Absolutely. You cannot do therapy without understanding your own and your client’s context, surroundings, and learning histories. If we miss a person’s context in therapy, it can result in more harm than healing. The assumption that our clients’ have similar learning histories and contexts (ignoring our privilege as psychologists) means we miss critical questions that need asking during therapy.
How you incorporate this philosophy into your work?
Together, we (my clients’ and I) explore their historical, situational, and immediate context, their surroundings, and their environment. And that is powerful. Knowing the baggage you have carried for so long and may hold for much longer is scary and empowering at the same time. Scary; because it is unfair, it sucks. Empowering; now you start to see that you are not the problem.
Thinking about and acknowledging my client’s context and my own privilege, the questions I ask myself most frequently are: Would I be able to do XYZ if I was in my client’s context? How would I feel if someone asked me to do this? How would I react if my therapist told me XYZ? For some clients, I am the first person they’ve talked to about what’s happening in their lives, so I’m careful to acknowledge and validate their strength and courage. I tell them straight, ‘This really sucks’. They need to know this. I cannot stress enough the importance of acknowledging what they are going through. I say it loud and repeat it until I feel a shift where they are not blaming themselves. This is when healing begins.
The second way I incorporate this philosophy is through the way I approach ‘the goal’ of my therapy sessions. I never go in to fix anyone, and I communicate this at the onset to my clients. I tell them, ‘You are not broken; our system is’. Healing is a process, so let’s show some compassion for ourselves.

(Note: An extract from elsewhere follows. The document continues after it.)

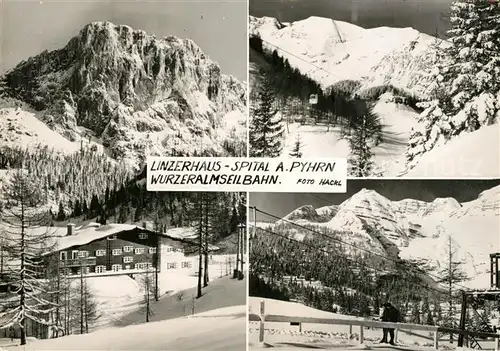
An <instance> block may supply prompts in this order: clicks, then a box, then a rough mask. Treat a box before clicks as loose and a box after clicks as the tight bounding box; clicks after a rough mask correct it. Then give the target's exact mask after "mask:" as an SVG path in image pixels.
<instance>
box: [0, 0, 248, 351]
mask: <svg viewBox="0 0 500 351" xmlns="http://www.w3.org/2000/svg"><path fill="white" fill-rule="evenodd" d="M0 10H1V19H2V21H1V31H0V35H1V45H2V46H1V49H2V51H1V57H0V58H1V60H0V82H1V83H0V350H9V351H10V350H12V351H15V350H111V349H113V350H179V351H182V350H244V349H245V347H246V344H247V343H246V330H247V328H246V323H247V318H246V298H247V255H246V252H247V244H246V242H247V236H246V230H247V226H246V223H247V219H246V211H247V202H246V201H247V196H246V193H230V192H206V193H201V192H148V191H147V189H146V175H147V170H146V167H145V164H146V158H147V157H148V156H164V157H169V156H208V157H212V156H213V157H224V156H230V157H244V156H246V153H247V82H246V80H247V74H248V69H247V62H248V60H247V53H248V51H247V46H248V40H247V19H248V12H247V11H248V7H247V3H246V1H231V2H227V1H219V2H216V1H199V2H194V1H184V2H178V1H176V2H174V1H132V2H130V1H129V2H124V1H65V2H61V1H2V2H1V3H0Z"/></svg>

You are challenging the field in which you are located academically. Tell us a bit more about your current research, what you are trying to do, and what drives you to do it.

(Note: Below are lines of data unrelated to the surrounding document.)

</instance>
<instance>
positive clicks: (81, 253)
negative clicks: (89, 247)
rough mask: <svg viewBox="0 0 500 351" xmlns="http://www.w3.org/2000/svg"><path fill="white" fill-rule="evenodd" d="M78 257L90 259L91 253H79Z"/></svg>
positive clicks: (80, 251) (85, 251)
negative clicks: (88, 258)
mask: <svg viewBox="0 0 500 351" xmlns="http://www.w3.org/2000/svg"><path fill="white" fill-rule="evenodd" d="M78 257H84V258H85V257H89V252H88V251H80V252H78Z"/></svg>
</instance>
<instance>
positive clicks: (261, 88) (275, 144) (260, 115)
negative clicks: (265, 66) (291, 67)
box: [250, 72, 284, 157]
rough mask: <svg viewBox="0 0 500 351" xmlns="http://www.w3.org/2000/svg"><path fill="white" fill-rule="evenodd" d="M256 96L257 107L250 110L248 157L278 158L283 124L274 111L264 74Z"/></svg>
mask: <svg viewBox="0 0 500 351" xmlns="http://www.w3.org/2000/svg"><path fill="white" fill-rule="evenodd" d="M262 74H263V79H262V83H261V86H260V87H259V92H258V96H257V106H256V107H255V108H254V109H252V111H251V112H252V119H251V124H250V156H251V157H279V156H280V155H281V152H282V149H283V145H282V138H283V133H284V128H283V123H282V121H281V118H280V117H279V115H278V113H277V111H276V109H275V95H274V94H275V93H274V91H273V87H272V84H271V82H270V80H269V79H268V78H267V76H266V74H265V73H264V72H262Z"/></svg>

My doctoral work explores a therapy model for people of Indian/Pakistani ethnicity with family violence trauma. I am moving away from the deficit framework used in therapy and instead looking at ways of moving towards empowerment. For example, I am against using the traditional measures and self-reports that spit out a number at you and render the person seeking therapy as a data point. A blip. It is not okay. It is archaic and devoid of an individual’s learning history and context.

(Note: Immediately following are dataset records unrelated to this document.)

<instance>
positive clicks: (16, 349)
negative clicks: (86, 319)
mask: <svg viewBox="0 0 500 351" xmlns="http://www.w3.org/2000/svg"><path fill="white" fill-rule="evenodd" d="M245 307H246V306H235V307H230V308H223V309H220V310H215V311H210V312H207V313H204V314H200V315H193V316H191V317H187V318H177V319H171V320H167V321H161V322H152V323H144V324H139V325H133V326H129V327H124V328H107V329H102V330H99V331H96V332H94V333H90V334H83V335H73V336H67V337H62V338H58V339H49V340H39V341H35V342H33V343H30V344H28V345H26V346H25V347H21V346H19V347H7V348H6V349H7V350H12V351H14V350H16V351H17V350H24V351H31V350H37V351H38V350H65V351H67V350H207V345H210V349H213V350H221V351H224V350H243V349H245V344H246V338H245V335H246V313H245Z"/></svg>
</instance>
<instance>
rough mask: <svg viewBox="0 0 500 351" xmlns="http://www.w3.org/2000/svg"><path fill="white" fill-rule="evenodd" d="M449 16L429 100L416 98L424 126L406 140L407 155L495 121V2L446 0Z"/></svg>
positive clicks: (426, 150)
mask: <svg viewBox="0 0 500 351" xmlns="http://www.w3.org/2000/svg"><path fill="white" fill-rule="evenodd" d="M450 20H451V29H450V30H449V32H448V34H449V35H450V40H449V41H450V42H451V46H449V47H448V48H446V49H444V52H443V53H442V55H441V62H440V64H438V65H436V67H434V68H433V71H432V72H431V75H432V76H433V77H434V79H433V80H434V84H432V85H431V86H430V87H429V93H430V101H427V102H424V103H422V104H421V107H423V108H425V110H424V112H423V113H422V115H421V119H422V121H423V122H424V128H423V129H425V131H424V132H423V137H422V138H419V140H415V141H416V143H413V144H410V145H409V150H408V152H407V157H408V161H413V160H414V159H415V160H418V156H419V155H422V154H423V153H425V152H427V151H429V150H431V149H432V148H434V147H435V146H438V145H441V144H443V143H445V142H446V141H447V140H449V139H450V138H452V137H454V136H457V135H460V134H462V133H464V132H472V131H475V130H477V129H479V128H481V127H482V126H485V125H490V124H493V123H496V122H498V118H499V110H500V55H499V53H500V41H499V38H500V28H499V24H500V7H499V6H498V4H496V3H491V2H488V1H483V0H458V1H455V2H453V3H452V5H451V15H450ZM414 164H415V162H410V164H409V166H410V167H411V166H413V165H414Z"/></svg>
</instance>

I am starting to see this shift in our field, but it is as slow as cold molasses. It isn’t easy shifting things, but my own experiences drive my work. Some nights, I want to give up and leave all this work behind, but then I remember my darkest nights, and what once was a source of great pain now gives me the strength to make it better for others.
Support looks different for different communities. You have mentioned that you are part of the gurudwara and mosque communities. What does support look like there?
There’s a dominant discourse that our communities are not engaging with mental health services. We are portrayed as people who are not connected. I think what’s missing from this perspective is the acknowledgement and understanding that there is support in the communities to which we belong. We forget about the Mosques, the Gurudwaras, the temples, and people’s extended families. It’s easier to talk to their family, sometimes extended families, than to a professional in a setting that is scary for a lot of us.
So, we must move away from why our communities need to be more engaged to what we can do to make this more integrative. Acknowledge that there are many different ways of knowing and doing. We must ask, how can we work with the things already happening in the communities? So instead of saying, let’s figure out something new, we need to say what strengths already exist in the communities, and how can we keep reinforcing them? How can we keep funding these things to create change?
What is most rewarding to you in your line of work?
I know this will sound cheesy, but it is true: my clients’ smiles. Precious. We talk about so much pain and suffering in our sessions, and one smile speaks volumes.